Member of Parliament, Lok Sabha
- In office 1952–1957
- Constituency: Mahasamund

Member of Central Legislative Assembly

Personal details
- Born: 22 November 1885 Bikaner, Rajasthan, British India
- Died: 10 June 1952 (aged 66) Raipur, Madhya Pradesh, India
- Spouse: Chhotibai Daga
- Parent(s): Bisesar Das (father) Gomati Devi (mother)
- Occupation: Freedom fighter Social reformer Politician

= Shivdas Daga =

Indian politician

Seth Shivdas Daga (alternative spelling, Sheodas Daga; 1885–1952) was an Indian freedom fighter and politician from Raipur, in present-day Chhattisgarh. He was involved in India's independence movement, including the Non-cooperation movement and Civil disobedience movement, and was imprisoned for his involvement independence activities.

Daga was elected as the member of parliament in the 1952 general election from the Mahasamund Lok Sabha constituency of Chhattisgarh. Before independence, he had served as a Member of Central Legislative Assembly of British India from Raipur. He died on 10 June 1952.

== Early life ==
Shivdas Daga was born 22 November 1885 in Bikaner, Rajasthan, to Bisesar Das and Gomati Devi. He later moved to Arang, near Raipur, where he completed his early education. He became a farmer and businessman in Raipur.

== Freedom movement ==
In 1919, Daga was appointed as an Honorary Magistrate. He became involved in the Indian independence movement following Mahatma Gandhi's arrival in 1920. Daga resigned from his government position to participate in the Non-cooperation movement and was involved in establishing the Rashtriya Vidyalaya in Raipur.

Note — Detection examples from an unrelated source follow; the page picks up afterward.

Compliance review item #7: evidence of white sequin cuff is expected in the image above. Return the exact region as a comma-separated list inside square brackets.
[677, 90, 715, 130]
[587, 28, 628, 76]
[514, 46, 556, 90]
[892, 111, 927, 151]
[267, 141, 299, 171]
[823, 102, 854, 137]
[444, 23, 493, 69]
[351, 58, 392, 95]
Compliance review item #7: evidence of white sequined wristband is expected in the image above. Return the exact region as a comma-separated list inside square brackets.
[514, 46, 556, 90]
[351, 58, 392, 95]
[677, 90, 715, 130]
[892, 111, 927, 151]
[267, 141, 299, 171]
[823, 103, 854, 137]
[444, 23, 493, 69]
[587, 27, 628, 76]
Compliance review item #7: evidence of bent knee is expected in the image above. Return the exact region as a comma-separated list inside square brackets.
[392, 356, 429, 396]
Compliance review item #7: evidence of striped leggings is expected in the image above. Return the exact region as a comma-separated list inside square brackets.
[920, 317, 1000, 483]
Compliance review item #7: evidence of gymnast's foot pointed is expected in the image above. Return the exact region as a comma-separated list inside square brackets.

Daga also took part in the Civil Disobedience Movement in 1930, organizing local protests and activities in Raipur. He was imprisoned for his involvement in the movement, from June 1930 to March 1931, and released following the Gandhi–Irwin Pact. He continued his political work in the region, including participating in the 1939 Tripuri Congress session and serving as president of the Raipur Congress Committee for several years. In 1940, Daga was arrested during Satyagraha movement. He was again detained in 1942 during the Quit India Movement after attending the Congress session in Bombay.

== Politics ==
He was elected as a Member of Parliament (Lok Sabha) from the Mahasamund Lok Sabha constituency in the 1952 General election as a candidate of the Indian National Congress, securing 110,886 votes. Daga also served as a Member of the Central Legislative Assembly during British India.

== Philanthropy ==
Shivdas Daga supported various social causes, including contributing to the Harijan Hostel founded by Pandit Sundarlal Sharma. He also donated land and ₹20,000 for the construction of the Congress Bhavan in Raipur. To promote education for girls, Daga established a school in Arang, named after his wife, Chhotibai Daga.